When timing CUDA kernels, the following doesn't work because the kernel doesn't block the CPU program execution while it executes:

start timer
kernel<<<g,b>>>();
end timer

I've seen three basic ways of (successfully) timing CUDA kernels:

(1) Two CUDA eventRecords.

float responseTime; //result will be in milliseconds
cudaEvent_t start; cudaEventCreate(&start); cudaEventRecord(start); cudaEventSynchronize(start);
cudaEvent_t stop;  cudaEventCreate(&stop);
kernel<<<g,b>>>();
cudaEventRecord(stop); cudaEventSynchronize(stop);
cudaEventElapsedTime(&responseTime, start, stop); //responseTime = elapsed time

(2) One CUDA eventRecord.

float start = read_timer(); //helper function on CPU, in milliseconds
cudaEvent_t stop;  cudaEventCreate(&stop);
kernel<<<g,b>>>();
cudaEventRecord(stop); cudaEventSynchronize(stop);
float responseTime = read_timer() - start;

(3) deviceSynchronize instead of eventRecord. (Probably only useful when using programming in a single stream.)

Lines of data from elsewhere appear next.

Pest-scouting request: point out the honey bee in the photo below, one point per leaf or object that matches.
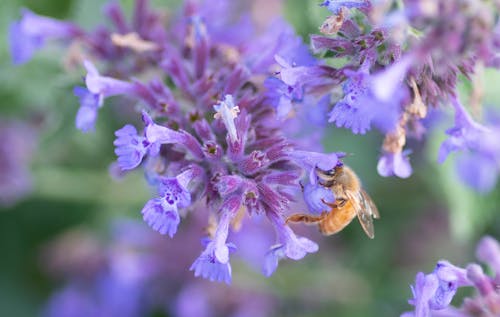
(350, 201)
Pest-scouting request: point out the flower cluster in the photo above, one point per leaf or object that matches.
(211, 142)
(396, 60)
(433, 293)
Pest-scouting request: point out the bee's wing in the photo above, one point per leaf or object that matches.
(364, 211)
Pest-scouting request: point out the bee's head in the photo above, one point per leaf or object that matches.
(329, 176)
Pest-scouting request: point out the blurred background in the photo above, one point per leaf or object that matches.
(61, 213)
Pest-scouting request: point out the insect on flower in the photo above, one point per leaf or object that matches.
(350, 200)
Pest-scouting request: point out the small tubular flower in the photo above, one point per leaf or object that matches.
(213, 263)
(433, 293)
(30, 34)
(161, 213)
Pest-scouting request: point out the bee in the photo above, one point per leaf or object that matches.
(351, 200)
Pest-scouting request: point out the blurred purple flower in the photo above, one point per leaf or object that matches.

float start = read_timer(); //helper function on CPU, in milliseconds
kernel<<<g,b>>>();
cudaDeviceSynchronize();
float responseTime = read_timer() - start;

I experimentally verified that these three strategies produce the same timing result.

Questions:

What are the tradeoffs of these strategies? Any hidden details here?
Aside from timing many kernels in multiple streams, is there any advantages of using two event records and the cudaEventElapsedTime() function?

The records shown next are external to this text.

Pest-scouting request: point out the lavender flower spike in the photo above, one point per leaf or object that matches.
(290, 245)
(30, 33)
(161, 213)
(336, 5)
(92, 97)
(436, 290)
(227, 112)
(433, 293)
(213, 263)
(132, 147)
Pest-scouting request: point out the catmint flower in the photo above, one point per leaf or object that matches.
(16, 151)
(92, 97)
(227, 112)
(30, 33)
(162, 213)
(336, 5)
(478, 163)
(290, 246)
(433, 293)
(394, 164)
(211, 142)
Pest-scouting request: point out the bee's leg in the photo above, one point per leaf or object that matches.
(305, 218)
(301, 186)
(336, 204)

You can probably use your imagination to figure out what read_timer() does. Nevertheless, it can't hurt to provide an example implementation:

double read_timer(){
    struct timeval start;
    gettimeofday( &start, NULL ); //you need to include <sys/time.h>
    return (double)((start.tv_sec) + 1.0e-6 * (start.tv_usec))*1000; //milliseconds
}

回答1:

You seem to have ruled out most of the differences by saying they all produce the same result for the relatively simple case you have shown (probably not exactly true, but I understand what you mean), and "Aside from timing (complex sequences) ..." where the first case is clearly better.

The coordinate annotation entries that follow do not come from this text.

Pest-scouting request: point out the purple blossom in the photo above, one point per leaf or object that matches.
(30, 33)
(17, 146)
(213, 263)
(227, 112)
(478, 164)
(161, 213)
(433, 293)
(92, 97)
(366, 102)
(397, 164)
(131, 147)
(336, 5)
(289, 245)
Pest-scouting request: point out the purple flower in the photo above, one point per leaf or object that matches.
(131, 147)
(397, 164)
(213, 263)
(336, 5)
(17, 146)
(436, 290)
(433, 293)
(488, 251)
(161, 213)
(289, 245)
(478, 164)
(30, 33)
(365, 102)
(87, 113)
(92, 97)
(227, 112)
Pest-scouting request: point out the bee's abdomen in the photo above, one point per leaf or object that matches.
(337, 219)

One possible difference would be portability between windows and linux. I believe your example read_timer function is linux-oriented. You could probably craft a read_timer function that is "portable" but the cuda event system (method 1) is portable as-is.

回答2:

Option (1) uses cudaEventRecord to time the CPU. This is highly inefficient and I would discourage using cudaEventRecord for this purpose. cudaEventRecord can be used to time the GPU push buffer time to execute kernel as follows:

float responseTime; //result will be in milliseconds
cudaEvent_t start;
cudaEvent_t stop;
cudaEventCreate(&start);
cudaEventCreate(&stop);

cudaEventRecord(start);
kernel<<<g,b>>>();
cudaEventRecord(stop);
cudaEventSynchronize(stop);
cudaEventElapsedTime(&responseTime, start, stop); //responseTime = elapsed time

The code needs to be changed slightly if you submit multiple items of work to multiple streams. I would recommend reading the answer to Difference in time reported by NVVP and counters

Option (2) and (3) are similar for the given example. Option (2) can be more flexible.